1) He was the ranking republican on the education sub committee. Rather than communicate with him they chose to communicate with a different Senate Republican to communicate to that subcommittee. (Remember this was during the No Child Left Behind Act formulation stage.)
2) The educator of the year award went to a Vermonter that year. Protocol says the Senators get invited to the White House for the Photo Op. Jeffords was not made aware of it.
3) Jeffords lived and died by a milk subsidy for Vermont Dairy Farmers. The White House sought to have the farm subsidy killed as retaliation.
And yeah, Bush & Co was shocked and chagrined when Jeffords finally said, "Fuck this" and walked.
And in walking, he handed the majority to the democrats, thereby letting democrats set the legislative agenda and chair the various committees in the senate.
Yeah, old W sure showed Jim Jeffords a thing or two ...
The wing nuts have gotten too much of a hold on the party. There are actually right wingers cheering his leaving. That's stupid on the math side.

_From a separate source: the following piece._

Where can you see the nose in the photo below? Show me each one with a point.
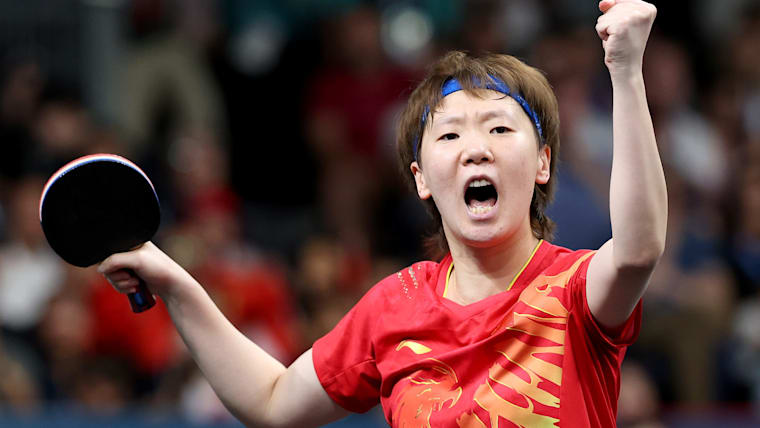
(477, 151)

I don't agree with most of the blue dog democrats, but The idea that they are allowed to play seems fair to me. The Big wig republicans seem to be trying to get rid of all the people that they should be trying to get to stay... and hell attract more like them.
I draw the line at Linc Chafee though. I've met him a few times. While he seemed to want to do what was right... he is a brick stupid frat boy (I have furniture that is smarter than him). At least whomever was driving his bus was pointing him at a decent voting record.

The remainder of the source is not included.